- Periods: Middle Preclassic to Early Postclassic occupation
- Cultures: Maya
- Location: Spanish Lookout, Cayo District, Belize
- Region: Cayo District

Site notes
- Excavation dates: 2010-2015
- Archaeologists: Jaime Awe, Belize Valley Archaeological Reconnaissance Project

= Lower Dover =

Maya archaeological site in the Belize River Valley

Lower Dover is a Maya archaeological site in the Belize River Valley. It is located on the grounds of the Lower Dover Field Station & Jungle Lodge, in Unitedville, Cayo District, Belize. The site is bordered by the Belize River to the north, Upper Barton Creek to the west, Lower Barton Creek to the east, and the Western Highway to the south. Lower Dover is one of several Maya archaeological sites in the area; it is across the Belize River from (and south of) Barton Ramie, 3 kilometers west of Blackman Eddy, and 6 kilometers east of Baking Pot.

== History ==
The site of Lower Dover consists of a civic ceremonial center that was occupied in the latter part of the Late Classic, abandoned during the Terminal Classic, and partially reoccupied in the Early Postclassic; and a settlement area to the south that was occupied as early as the Middle Preclassic. Based on its location and the similarity of its architecture to that of the better-understood Maya archaeological site of Cahal Pech, it has been speculated that Lower Dover's civic ceremonial center was an administrative seat for both the Lower Dover and Barton Ramie settlement areas, and a replacement in that role for Blackman Eddy, which was abandoned in the Late Classic.

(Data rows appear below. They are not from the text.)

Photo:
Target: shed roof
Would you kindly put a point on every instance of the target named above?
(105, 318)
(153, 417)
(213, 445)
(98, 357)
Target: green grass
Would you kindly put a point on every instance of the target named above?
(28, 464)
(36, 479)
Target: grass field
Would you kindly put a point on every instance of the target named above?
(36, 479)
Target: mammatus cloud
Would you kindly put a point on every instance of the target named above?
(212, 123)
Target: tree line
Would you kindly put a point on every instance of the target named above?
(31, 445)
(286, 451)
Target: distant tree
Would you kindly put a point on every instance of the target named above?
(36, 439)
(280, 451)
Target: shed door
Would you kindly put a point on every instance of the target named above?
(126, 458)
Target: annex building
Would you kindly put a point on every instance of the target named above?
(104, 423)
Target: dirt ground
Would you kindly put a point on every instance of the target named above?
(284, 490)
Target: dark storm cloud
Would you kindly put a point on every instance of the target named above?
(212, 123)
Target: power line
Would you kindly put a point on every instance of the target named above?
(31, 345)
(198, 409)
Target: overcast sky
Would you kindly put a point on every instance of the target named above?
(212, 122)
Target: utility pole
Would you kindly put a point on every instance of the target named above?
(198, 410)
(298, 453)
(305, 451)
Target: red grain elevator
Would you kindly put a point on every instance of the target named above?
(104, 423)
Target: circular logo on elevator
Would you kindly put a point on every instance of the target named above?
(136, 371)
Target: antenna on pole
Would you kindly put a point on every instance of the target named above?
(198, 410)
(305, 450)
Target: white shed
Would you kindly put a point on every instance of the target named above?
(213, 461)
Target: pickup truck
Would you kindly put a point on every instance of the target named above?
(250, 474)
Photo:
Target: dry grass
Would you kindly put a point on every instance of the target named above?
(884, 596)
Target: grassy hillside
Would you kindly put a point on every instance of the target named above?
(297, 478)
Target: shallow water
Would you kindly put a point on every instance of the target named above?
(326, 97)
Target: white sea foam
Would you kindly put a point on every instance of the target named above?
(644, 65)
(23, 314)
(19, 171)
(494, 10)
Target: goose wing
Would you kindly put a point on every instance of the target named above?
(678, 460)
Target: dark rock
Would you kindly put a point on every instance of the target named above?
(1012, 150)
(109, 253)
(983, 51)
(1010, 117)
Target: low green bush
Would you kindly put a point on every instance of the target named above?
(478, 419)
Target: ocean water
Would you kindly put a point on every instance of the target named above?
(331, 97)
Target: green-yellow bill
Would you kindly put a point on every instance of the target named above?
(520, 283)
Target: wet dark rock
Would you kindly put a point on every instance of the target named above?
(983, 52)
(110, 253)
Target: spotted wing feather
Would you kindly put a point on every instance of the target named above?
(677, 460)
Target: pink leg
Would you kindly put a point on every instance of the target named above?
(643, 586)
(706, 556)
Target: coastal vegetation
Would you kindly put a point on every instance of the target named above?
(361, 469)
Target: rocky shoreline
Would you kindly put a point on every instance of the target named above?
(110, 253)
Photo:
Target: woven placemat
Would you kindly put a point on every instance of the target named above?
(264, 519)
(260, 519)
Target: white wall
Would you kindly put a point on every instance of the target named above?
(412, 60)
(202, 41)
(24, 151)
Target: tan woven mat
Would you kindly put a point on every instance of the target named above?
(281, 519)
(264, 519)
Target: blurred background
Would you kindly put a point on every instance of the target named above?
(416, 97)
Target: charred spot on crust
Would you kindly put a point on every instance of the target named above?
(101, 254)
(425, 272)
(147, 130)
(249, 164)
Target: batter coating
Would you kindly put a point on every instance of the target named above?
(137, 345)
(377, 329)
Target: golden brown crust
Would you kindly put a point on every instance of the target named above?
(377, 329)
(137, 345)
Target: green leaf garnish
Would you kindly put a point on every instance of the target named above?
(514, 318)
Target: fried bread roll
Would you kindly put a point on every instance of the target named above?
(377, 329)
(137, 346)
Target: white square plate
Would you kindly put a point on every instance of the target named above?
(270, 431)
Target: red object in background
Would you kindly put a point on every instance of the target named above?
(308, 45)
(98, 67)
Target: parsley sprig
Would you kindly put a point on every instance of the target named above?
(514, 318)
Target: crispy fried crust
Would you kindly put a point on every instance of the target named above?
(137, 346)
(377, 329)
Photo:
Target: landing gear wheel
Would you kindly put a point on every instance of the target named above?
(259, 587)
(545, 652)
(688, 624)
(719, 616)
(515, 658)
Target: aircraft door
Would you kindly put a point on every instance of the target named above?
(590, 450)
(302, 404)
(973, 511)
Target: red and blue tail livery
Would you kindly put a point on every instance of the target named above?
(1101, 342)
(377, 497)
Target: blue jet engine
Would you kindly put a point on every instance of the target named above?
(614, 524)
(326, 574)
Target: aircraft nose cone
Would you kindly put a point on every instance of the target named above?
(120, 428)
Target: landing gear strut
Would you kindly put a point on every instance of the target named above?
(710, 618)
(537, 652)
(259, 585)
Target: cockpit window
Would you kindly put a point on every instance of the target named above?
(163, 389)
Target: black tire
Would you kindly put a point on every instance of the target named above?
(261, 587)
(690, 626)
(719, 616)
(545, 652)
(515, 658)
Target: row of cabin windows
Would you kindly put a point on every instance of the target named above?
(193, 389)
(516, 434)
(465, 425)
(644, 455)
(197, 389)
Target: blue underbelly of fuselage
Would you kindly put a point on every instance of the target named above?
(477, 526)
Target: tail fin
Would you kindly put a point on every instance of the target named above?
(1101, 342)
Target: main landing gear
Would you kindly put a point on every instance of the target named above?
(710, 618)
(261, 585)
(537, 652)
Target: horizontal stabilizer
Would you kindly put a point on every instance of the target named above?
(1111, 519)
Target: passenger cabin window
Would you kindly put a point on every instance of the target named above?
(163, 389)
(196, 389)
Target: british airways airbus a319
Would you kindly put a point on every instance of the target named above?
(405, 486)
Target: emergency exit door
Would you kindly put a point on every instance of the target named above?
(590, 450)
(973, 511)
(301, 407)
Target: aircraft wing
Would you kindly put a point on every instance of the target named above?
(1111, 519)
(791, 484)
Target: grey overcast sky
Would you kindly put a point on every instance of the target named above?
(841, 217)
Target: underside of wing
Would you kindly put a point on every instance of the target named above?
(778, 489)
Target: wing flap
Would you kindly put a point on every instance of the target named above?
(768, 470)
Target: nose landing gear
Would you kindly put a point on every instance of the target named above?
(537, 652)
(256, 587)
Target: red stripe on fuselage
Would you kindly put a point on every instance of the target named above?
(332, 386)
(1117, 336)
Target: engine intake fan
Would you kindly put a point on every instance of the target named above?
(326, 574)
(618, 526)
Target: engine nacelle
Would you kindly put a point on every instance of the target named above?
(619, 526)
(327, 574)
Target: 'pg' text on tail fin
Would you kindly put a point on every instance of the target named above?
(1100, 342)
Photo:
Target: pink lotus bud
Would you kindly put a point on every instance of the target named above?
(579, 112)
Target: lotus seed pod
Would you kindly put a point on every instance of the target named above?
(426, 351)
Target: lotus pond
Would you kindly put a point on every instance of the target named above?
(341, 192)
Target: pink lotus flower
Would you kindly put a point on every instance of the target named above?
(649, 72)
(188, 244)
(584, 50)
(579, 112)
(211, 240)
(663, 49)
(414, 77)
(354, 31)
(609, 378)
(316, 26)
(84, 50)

However, nothing is known for certain about the political status of Lower Dover, or about its relation to other sites. Much of the site remains unexcavated, and no dated or inscribed monuments have been discovered.

== Excavations ==
The site of Lower Dover was discovered by William and Madeline Reynolds, owners of the land and proprietors of the Lower Dover Field Station & Jungle Lodge, and brought to the attention of the Institute of Archaeology, National Institute of Culture and History (Belize), in 2009. The civic ceremonial center was first surveyed in 2009, and excavations have taken place there every year since 2010. The southern settlement area was first surveyed in 2013, and excavations have taken place there every year since 2014. All archaeological work at the site has been under the aegis of the Belize Valley Archaeological Reconnaissance Project (BVAR) and the direction of Dr. Jaime Awe, and excavations have been conducted by Rafael Guerra every year since 2011. In 2013, the entire site was surveyed via LiDAR ground-penetrating radar, as part of the West-Central Belize LiDAR Survey.

== Ceramics ==
Pottery types that have been identified at Lower Dover include Ahk’utu Molded-Carved, Alexander's Unslipped, Augustine Red, Belize Red, Cayo Unslipped, Daylight Orange, Dos Arroyos Orange-Polychrome, Garbutt Creek Red, Miseria Appliqued, Mountain Pine Red, Paxcaman Red, Pedregal Modeled, Platon Punctated, Roaring Creek, Savanna Orange, and Tutu Camp Striated.